Lacey laughed, a sound from deep in her belly, one that Mia hadn’t heard in too many years. They’d been friends once. Mia didn’t realize how much she missed that, having been too ravaged by the hurt to see past it. Cole wasn’t the only thing taken away from her back then.

Mia didn’t have any friends. She’d never really had friends. There were a few women from college she talked to once in a while, but over the past couple years that had dwindled down to Christmas cards. She had no one. The truth hurt. There was only Ginny.

“How are you holding up?” Lacey asked at length.

“Oh, you know. Slumming it like this is hard.”

Lacey didn’t laugh this time, but Mia heard the smile through her words. “It is beautiful there, isn’t it? I miss it so much sometimes.” She paused. “Oh, Mia. You deserved so much more than you got in life.”

Mia wasn’t expecting that, nor the swift wave of tears clogging her throat. Lacey didn’t say what she did out of pity, and Mia knew that. Lacey, Dean, and Cole weren’t like the other Covingtons. She pressed her lips together until she could speak. “That’s nice of you to say, Lace.”

At hearing her long-ago nickname, Lacey must’ve been feeling sentimental also. Lacey sniffed. “I have to go. I’ll check back in with you soon.”

*   *   *

He was freaking starving and she was strolling on the damn beach. She made quite the vision, though, standing there against the sunset. He’d pictured that in his head about a thousand times, too.

He still couldn’t believe she was here. Like a crazy hallucination. Part of him was so damn relieved he wanted to weep. Maybe he’d get to say all the things he didn’t before. Amend the past and let her know how very sorry he was that he couldn’t be stronger for her. The other part of him just wanted her gone. Back in his memory, where he couldn’t hurt her again. Either way, he wasn’t so numb anymore. Bits of emotion seeped their way through the cracks.
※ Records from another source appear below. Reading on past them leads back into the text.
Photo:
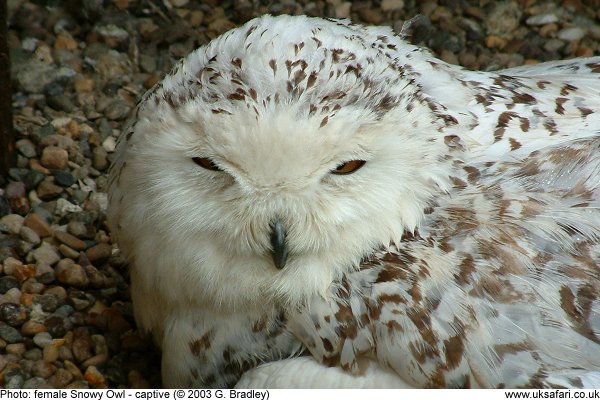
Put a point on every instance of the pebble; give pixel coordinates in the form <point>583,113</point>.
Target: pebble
<point>12,222</point>
<point>7,283</point>
<point>9,334</point>
<point>16,195</point>
<point>13,314</point>
<point>63,178</point>
<point>32,328</point>
<point>42,339</point>
<point>29,235</point>
<point>37,224</point>
<point>77,76</point>
<point>46,254</point>
<point>571,34</point>
<point>99,159</point>
<point>69,273</point>
<point>101,251</point>
<point>542,19</point>
<point>43,369</point>
<point>68,252</point>
<point>94,377</point>
<point>70,240</point>
<point>391,5</point>
<point>26,148</point>
<point>54,157</point>
<point>61,378</point>
<point>47,190</point>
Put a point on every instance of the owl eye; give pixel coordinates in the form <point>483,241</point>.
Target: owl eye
<point>206,163</point>
<point>348,167</point>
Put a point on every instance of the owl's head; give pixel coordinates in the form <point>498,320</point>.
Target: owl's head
<point>273,160</point>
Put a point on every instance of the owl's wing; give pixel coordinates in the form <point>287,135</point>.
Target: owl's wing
<point>499,287</point>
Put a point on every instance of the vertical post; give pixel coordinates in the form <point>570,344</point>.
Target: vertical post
<point>7,139</point>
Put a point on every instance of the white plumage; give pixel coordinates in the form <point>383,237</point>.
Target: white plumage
<point>311,187</point>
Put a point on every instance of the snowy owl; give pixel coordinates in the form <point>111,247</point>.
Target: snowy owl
<point>307,202</point>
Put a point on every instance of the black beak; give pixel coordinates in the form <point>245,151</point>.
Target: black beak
<point>279,250</point>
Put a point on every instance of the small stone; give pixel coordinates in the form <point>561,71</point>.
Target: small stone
<point>32,287</point>
<point>56,326</point>
<point>69,273</point>
<point>38,224</point>
<point>68,252</point>
<point>65,207</point>
<point>33,354</point>
<point>63,178</point>
<point>32,328</point>
<point>13,222</point>
<point>82,344</point>
<point>16,195</point>
<point>196,17</point>
<point>12,295</point>
<point>100,252</point>
<point>70,240</point>
<point>36,383</point>
<point>7,283</point>
<point>54,157</point>
<point>97,280</point>
<point>45,254</point>
<point>94,377</point>
<point>542,19</point>
<point>33,178</point>
<point>14,380</point>
<point>59,292</point>
<point>99,159</point>
<point>9,334</point>
<point>65,353</point>
<point>117,110</point>
<point>553,45</point>
<point>60,102</point>
<point>109,144</point>
<point>44,273</point>
<point>43,369</point>
<point>112,34</point>
<point>391,5</point>
<point>73,369</point>
<point>29,235</point>
<point>504,17</point>
<point>48,302</point>
<point>77,228</point>
<point>65,41</point>
<point>493,41</point>
<point>61,378</point>
<point>13,314</point>
<point>17,349</point>
<point>23,272</point>
<point>48,190</point>
<point>50,353</point>
<point>42,339</point>
<point>10,265</point>
<point>84,85</point>
<point>548,30</point>
<point>97,360</point>
<point>571,34</point>
<point>26,148</point>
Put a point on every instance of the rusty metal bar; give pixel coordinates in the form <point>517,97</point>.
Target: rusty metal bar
<point>7,139</point>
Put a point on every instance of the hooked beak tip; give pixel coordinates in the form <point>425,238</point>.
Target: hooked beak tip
<point>279,251</point>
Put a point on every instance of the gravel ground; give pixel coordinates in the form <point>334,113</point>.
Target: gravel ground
<point>78,69</point>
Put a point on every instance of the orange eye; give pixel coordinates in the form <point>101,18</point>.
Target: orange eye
<point>206,163</point>
<point>348,167</point>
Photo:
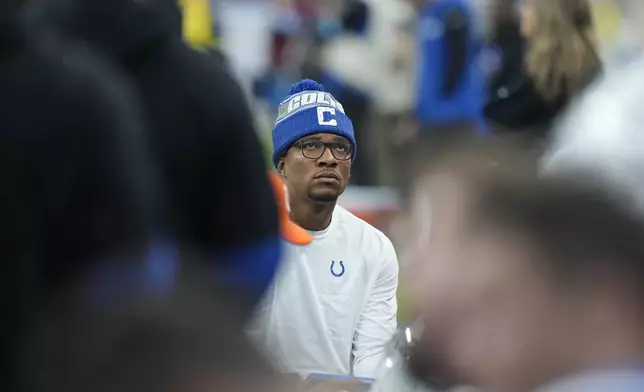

Seeing her out there made his chest splinter wide open.

He kept waiting for her to disappear. Dissolve into nothing, making him realize this was all a cosmic joke at his expense. He blinked his eyes, looked again. She was still there.

And the nimble little minx wasn’t going to feed him. He’d have to go downstairs. He hadn’t tried stairs in months. He needed to go down now while she was out, so she couldn’t see how weak he’d become.

He rose and stood in place for several seconds to get his bearings. Once he felt ready, he bore weight on the left leg and quickly transferred to the right. This concentrated form of walking was how he got to and from the bathroom. Stairs were an entirely different matter. He made it out of the bedroom and stared down the curving staircase, which was too wide to grasp each railing with both hands.